— Маша,— говорю я и ловлю ее руку в мягкой варежке,— я сам не знаю, что со мной творится. Я идиот. Ты в тысячу раз умнее меня. Мы поговорим завтра — о самом серьезном. Хочешь, я буду читать тебе Блока? Вот это: «Пала Мария, звезда!..»
Она слушает меня, не вынимая руки. Она не умеет долго сердиться. Какой надо быть скотиной, чтобы издеваться над ней!
— Ладно,— говорит Маша,— я больше не сержусь. Но в следующий раз мы поговорим о серьезном. Мне надо обо многом тебя спросить.— Она задумывается на секунду и, как бы нечаянно вспомнив, роняет:
— Кстати, что ты думаешь об этом Олеге?
...Об этом Олеге?..
— Очень противный тип, правда?
...Передо мной проплывает бледное холеное лицо и глаза в холодном прищуре...

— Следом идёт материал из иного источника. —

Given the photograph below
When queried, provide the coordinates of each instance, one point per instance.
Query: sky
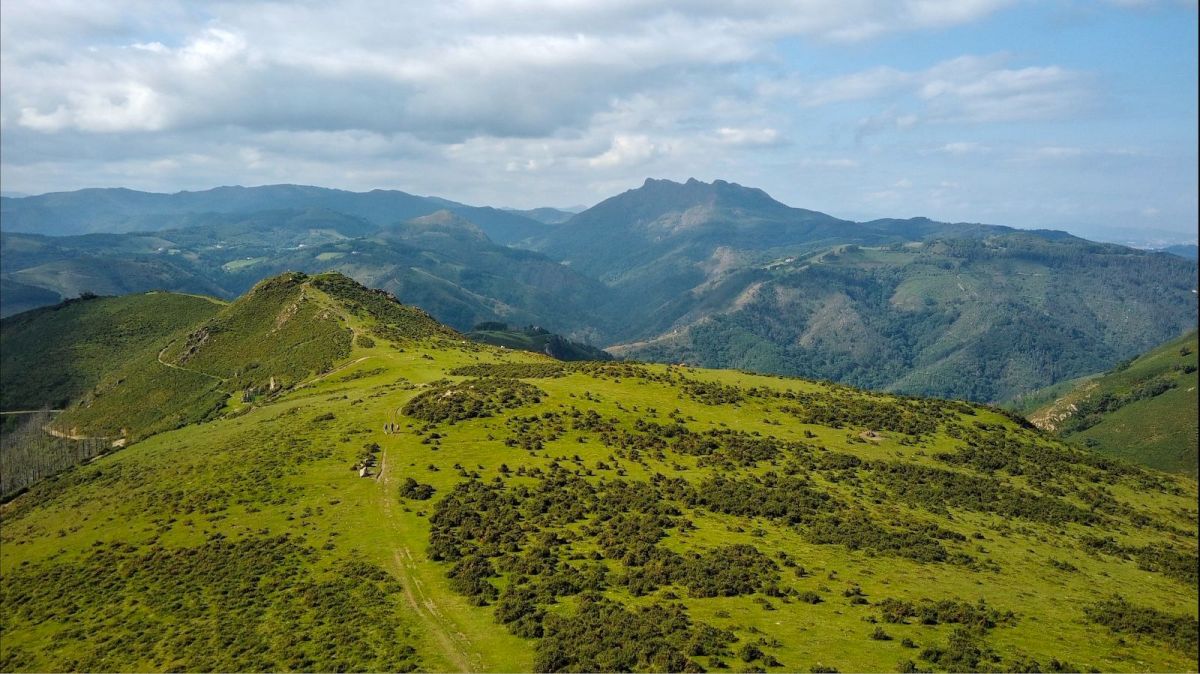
(1066, 114)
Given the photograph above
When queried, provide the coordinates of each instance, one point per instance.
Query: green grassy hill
(522, 513)
(1144, 410)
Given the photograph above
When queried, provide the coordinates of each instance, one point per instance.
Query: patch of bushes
(1117, 614)
(457, 401)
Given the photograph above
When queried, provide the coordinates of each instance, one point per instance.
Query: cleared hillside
(523, 513)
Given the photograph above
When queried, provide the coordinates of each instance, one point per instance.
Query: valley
(523, 513)
(713, 275)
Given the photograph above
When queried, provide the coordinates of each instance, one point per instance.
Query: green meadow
(523, 513)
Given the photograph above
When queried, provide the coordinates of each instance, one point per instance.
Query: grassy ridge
(598, 516)
(1144, 410)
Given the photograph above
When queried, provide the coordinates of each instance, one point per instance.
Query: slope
(1013, 312)
(118, 210)
(522, 513)
(1144, 410)
(52, 355)
(286, 330)
(461, 280)
(537, 339)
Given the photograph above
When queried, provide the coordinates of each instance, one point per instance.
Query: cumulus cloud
(525, 103)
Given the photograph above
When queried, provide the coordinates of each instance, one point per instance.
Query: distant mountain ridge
(120, 210)
(1144, 410)
(715, 275)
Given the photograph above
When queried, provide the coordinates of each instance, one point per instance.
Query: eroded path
(454, 644)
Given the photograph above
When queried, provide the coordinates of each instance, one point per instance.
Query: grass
(1153, 429)
(282, 467)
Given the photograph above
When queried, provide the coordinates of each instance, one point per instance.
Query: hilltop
(525, 513)
(1144, 410)
(52, 355)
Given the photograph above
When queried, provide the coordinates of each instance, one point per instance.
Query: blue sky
(1077, 115)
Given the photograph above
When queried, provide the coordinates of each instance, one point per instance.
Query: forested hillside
(1144, 410)
(715, 275)
(402, 499)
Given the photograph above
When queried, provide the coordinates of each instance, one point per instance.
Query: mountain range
(317, 477)
(1145, 409)
(706, 274)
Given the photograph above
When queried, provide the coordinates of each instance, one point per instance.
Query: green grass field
(593, 523)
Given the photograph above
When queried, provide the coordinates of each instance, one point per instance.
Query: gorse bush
(459, 401)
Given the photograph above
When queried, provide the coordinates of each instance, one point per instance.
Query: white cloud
(748, 137)
(628, 151)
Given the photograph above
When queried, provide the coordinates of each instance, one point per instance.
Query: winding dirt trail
(173, 366)
(455, 645)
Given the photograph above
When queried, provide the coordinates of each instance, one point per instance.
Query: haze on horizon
(1068, 114)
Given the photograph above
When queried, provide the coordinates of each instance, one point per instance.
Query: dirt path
(454, 644)
(163, 350)
(330, 373)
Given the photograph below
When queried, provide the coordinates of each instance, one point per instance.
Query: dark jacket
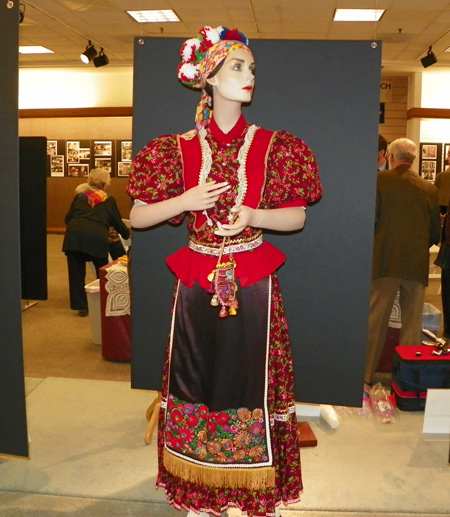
(407, 223)
(88, 226)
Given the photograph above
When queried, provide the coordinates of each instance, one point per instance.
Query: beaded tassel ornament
(223, 285)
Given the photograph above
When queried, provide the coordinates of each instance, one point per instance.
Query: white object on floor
(436, 419)
(329, 414)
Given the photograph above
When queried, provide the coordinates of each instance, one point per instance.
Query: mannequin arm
(279, 219)
(198, 198)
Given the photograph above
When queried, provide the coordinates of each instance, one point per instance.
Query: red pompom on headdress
(193, 52)
(200, 56)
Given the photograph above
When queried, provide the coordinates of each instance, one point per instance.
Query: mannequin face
(235, 81)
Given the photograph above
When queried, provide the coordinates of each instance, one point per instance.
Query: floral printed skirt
(227, 433)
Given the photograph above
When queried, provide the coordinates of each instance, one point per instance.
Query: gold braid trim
(251, 478)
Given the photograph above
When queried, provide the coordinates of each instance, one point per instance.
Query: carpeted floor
(87, 451)
(56, 341)
(88, 458)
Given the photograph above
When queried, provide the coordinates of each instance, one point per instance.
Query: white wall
(435, 94)
(43, 88)
(436, 90)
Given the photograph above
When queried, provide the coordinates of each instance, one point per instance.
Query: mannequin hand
(242, 217)
(202, 197)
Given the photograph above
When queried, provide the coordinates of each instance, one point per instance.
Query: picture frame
(73, 151)
(123, 169)
(78, 170)
(126, 151)
(57, 165)
(102, 147)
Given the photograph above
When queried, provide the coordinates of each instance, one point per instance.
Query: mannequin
(227, 438)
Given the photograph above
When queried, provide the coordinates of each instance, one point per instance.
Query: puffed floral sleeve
(157, 172)
(292, 173)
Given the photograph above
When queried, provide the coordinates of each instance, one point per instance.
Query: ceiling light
(34, 49)
(429, 59)
(101, 59)
(151, 16)
(358, 15)
(88, 54)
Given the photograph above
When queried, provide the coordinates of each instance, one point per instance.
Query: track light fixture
(88, 54)
(101, 59)
(429, 59)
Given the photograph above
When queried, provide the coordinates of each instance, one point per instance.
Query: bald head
(402, 150)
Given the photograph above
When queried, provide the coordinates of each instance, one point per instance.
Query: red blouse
(285, 175)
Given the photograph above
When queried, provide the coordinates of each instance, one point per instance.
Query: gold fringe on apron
(251, 478)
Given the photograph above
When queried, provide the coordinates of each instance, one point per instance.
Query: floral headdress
(200, 56)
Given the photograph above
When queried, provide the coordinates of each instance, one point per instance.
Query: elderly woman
(88, 220)
(227, 436)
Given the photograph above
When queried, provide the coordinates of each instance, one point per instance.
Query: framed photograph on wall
(102, 148)
(429, 151)
(103, 163)
(126, 151)
(85, 153)
(77, 170)
(446, 157)
(73, 152)
(428, 170)
(57, 165)
(52, 147)
(123, 169)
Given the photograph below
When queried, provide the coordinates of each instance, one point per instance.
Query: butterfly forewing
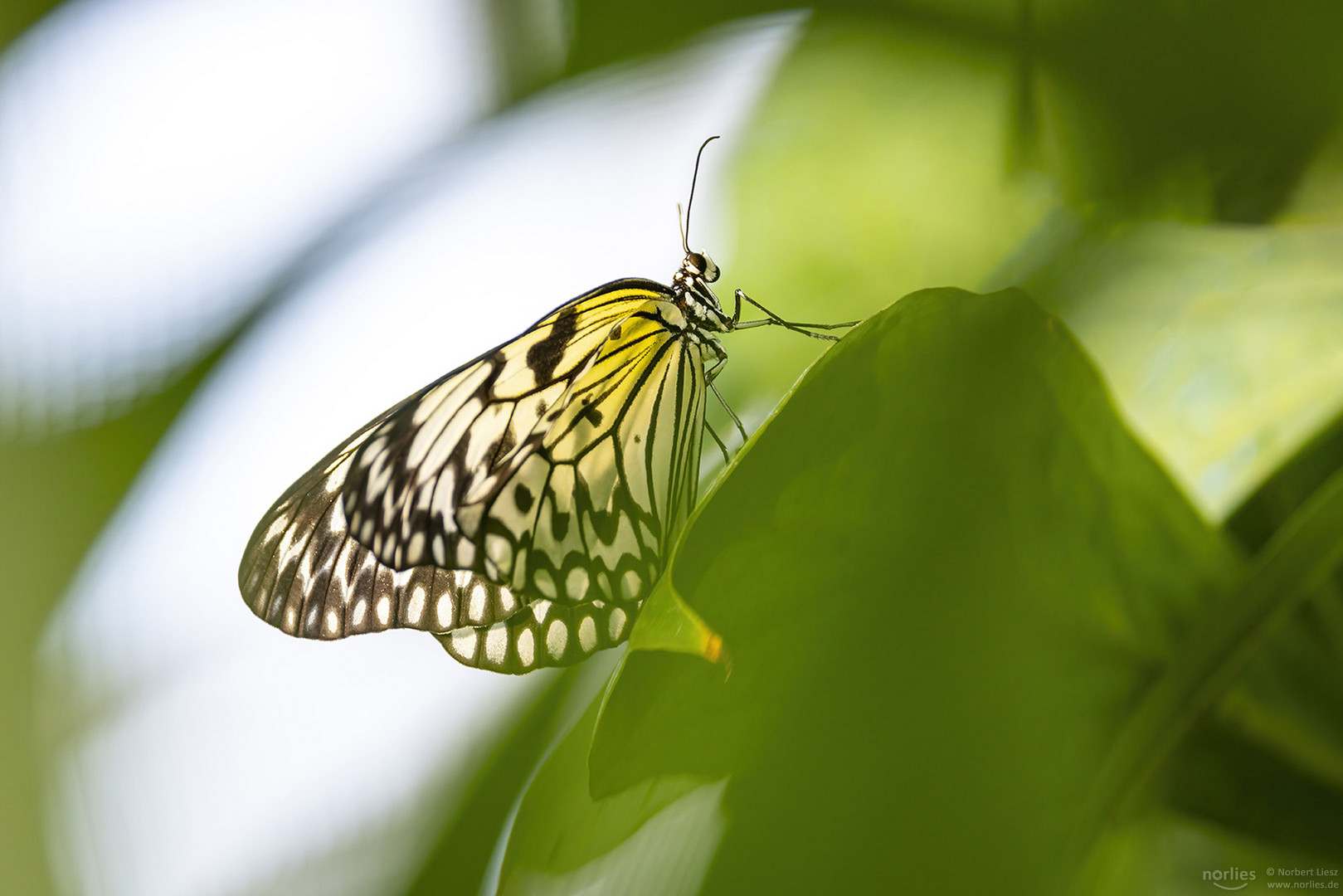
(520, 507)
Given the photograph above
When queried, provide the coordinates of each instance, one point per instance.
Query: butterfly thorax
(694, 297)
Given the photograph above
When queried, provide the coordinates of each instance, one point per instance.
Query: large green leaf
(942, 570)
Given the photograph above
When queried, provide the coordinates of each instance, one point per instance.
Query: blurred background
(231, 231)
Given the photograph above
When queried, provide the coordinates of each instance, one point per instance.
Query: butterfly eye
(707, 266)
(708, 270)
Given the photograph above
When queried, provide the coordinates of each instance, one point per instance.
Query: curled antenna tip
(685, 231)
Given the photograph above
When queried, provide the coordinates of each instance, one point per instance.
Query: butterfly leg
(712, 373)
(718, 442)
(774, 320)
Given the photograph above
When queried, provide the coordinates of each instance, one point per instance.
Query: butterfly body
(523, 505)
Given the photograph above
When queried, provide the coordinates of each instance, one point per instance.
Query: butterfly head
(700, 266)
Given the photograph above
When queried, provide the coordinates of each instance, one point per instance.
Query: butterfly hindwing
(305, 572)
(521, 505)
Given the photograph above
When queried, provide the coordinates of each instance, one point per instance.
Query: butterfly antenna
(685, 234)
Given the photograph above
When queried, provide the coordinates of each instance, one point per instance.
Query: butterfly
(521, 507)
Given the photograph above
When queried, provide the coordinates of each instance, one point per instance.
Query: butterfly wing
(406, 524)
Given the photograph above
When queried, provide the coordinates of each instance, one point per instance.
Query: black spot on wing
(544, 356)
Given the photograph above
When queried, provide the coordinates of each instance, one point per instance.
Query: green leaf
(942, 570)
(654, 840)
(1224, 344)
(880, 163)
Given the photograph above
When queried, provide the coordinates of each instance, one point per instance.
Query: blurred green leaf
(654, 840)
(1224, 344)
(880, 163)
(935, 570)
(1295, 564)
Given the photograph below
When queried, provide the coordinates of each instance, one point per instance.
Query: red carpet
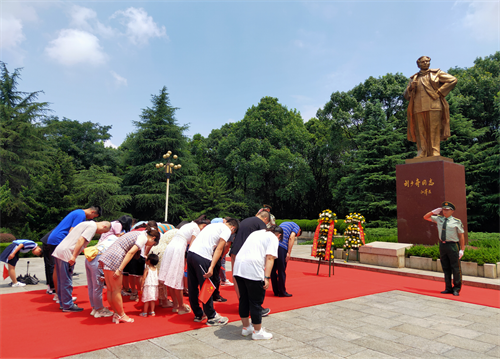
(32, 325)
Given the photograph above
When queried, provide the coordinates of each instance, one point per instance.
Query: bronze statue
(428, 112)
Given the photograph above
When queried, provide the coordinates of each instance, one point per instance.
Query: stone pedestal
(383, 254)
(422, 186)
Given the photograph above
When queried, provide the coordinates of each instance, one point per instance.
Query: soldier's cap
(448, 205)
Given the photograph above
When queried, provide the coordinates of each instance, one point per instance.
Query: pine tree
(157, 133)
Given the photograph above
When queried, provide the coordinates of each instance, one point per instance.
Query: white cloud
(11, 32)
(76, 46)
(140, 26)
(483, 20)
(120, 81)
(86, 19)
(13, 16)
(108, 143)
(80, 17)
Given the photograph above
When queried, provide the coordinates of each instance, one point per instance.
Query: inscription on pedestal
(421, 187)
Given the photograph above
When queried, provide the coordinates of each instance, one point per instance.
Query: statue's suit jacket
(437, 84)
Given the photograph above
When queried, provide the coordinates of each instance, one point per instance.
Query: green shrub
(479, 256)
(423, 251)
(474, 236)
(7, 238)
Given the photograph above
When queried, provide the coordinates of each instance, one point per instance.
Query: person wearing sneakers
(10, 255)
(95, 276)
(291, 230)
(58, 234)
(252, 272)
(65, 256)
(451, 245)
(203, 255)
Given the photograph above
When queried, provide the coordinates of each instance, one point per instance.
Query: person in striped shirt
(291, 230)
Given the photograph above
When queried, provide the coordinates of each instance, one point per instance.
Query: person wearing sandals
(203, 255)
(114, 260)
(173, 263)
(135, 268)
(10, 255)
(149, 285)
(252, 271)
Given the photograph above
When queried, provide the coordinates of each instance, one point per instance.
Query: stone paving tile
(468, 344)
(302, 335)
(422, 322)
(444, 312)
(96, 354)
(350, 305)
(417, 353)
(464, 333)
(463, 353)
(308, 323)
(337, 346)
(305, 351)
(348, 323)
(418, 331)
(345, 313)
(494, 329)
(370, 354)
(341, 333)
(410, 305)
(479, 312)
(383, 322)
(490, 320)
(378, 332)
(319, 353)
(488, 338)
(221, 356)
(384, 313)
(173, 339)
(495, 352)
(381, 345)
(491, 310)
(422, 343)
(443, 319)
(251, 349)
(418, 313)
(143, 349)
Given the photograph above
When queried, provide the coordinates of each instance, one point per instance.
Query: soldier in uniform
(451, 245)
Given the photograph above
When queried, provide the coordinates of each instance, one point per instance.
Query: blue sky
(101, 61)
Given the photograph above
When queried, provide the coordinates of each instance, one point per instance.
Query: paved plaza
(393, 324)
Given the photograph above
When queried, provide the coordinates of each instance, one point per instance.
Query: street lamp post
(169, 169)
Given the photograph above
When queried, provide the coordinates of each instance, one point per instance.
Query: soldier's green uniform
(449, 248)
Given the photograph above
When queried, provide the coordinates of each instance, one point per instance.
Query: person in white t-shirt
(252, 271)
(65, 256)
(203, 254)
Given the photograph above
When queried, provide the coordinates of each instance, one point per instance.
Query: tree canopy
(343, 159)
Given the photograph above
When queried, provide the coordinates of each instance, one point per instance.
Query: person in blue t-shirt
(11, 255)
(55, 237)
(291, 230)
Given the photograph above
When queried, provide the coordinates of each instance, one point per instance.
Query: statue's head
(424, 62)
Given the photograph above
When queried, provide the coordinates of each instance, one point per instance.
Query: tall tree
(82, 141)
(157, 133)
(20, 141)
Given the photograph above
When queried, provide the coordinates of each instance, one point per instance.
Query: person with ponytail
(252, 271)
(114, 260)
(173, 262)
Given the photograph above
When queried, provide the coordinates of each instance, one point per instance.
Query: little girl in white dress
(150, 285)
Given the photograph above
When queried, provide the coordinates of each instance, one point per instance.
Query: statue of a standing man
(428, 112)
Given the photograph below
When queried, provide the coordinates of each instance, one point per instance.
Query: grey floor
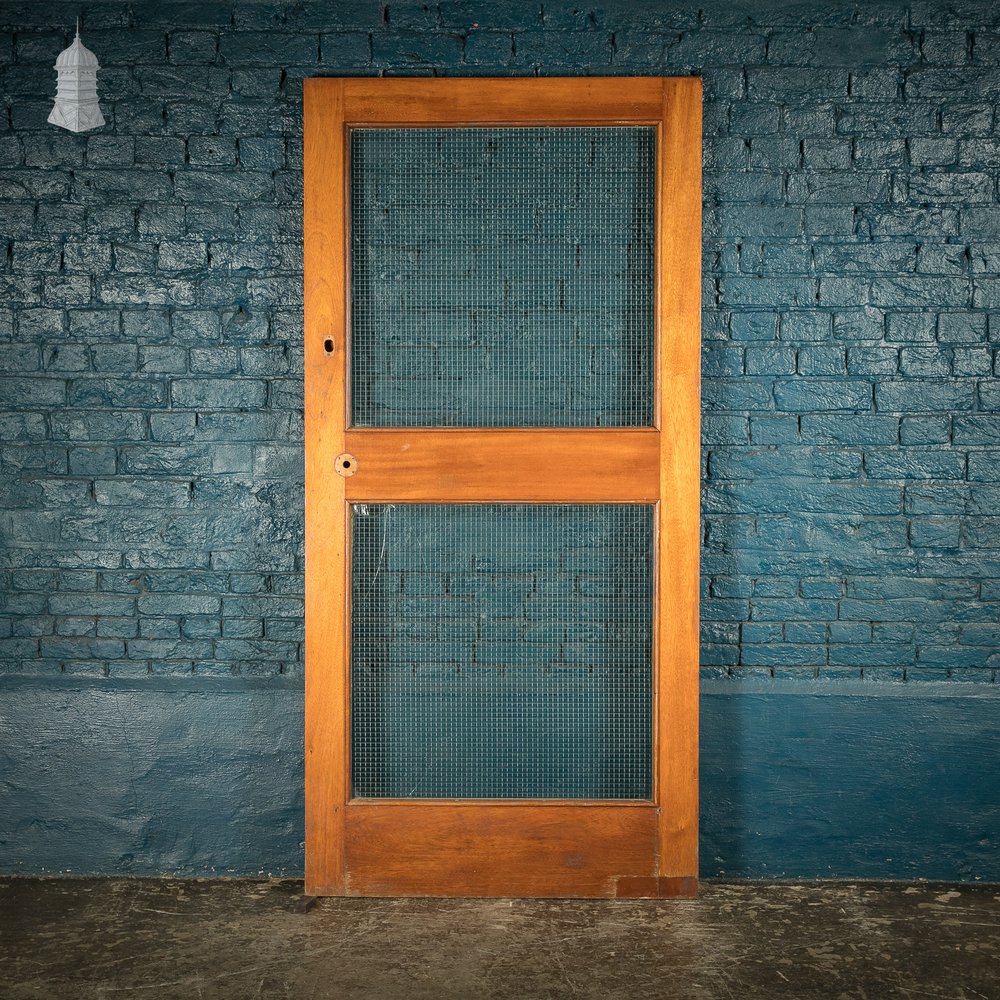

Не помню, что я ей ответил. Я слишком хорошо знаю подобных людей, чтобы уложиться в короткий ответ. Она не дослушивает и, вдруг заторопившись, прощается и легко взбегает на ступеньки крыльца. Оттуда она еще раз машет мне портфелем.
На обратном пути я не спешу. Мое старое, истончавшие пальто греет плохо. Но я иду к себе, все время повторяя неожиданно возникшую в памяти грустную, певучую строчку, похожую на всплеск на вечерней реке, и как-то не ощущаю мороза.
Мне хорошо.
Часто на меня нападает бессоница. Я долго ворочаюсь на жестко слежавшемся тюфяке и не могу заснуть. Густой храп вперемежку с бормотаньем и присвистом наполняет комнату. Приторно-сладким, душным запахом тянет от валенок, сложенных горкой на табурете у печной дверцы. Над столом свисает угол газетного листа: в темноте он кажется крылом подбитой птицы. Это Полковник пристраивал к лампочке абажур, чтобы не мешать остальным ребятам.
Я хочу ни о чем не думать, я хочу заснуть и считаю белых слонов, один белый слон и один белый слон — два белых слона, два белых слона и один белый слон... Но слоны помогают плохо. Благородные белые слоны... Я тянусь рукой вниз, под койку, туда, где стоит мой чемодан. Я приподнимаю его крышку и ощупью нашариваю в правом углу сверток с письмами. Об этих письмах не знает никто. Я не хочу, чтобы о них знали.
Мягко шуршит бумага, в которую они обернуты. Я разворачиваю ее осторожно,— буквы почти стерлись, на сгибах листы просвечивают, каждое прикосновение, кажется мне, отзывается в них болью. Но я могу и не разворачивать их. Я могу не вставать, не зажигать света. Я знаю их наизусть. Они так коротки, их так немного.
Я лежу, повернувшись на спину, и письма, накрыты одеялом, лежат у меня на груди. Самое верхнее письмо — это из-под Казатина, карандашом. Следы грифеля уже стерлись, хорошо, что карандаш был остро заточен,— борозды, прорезавшие бумагу, помогают если не разобрать, то догадаться почти обо всем.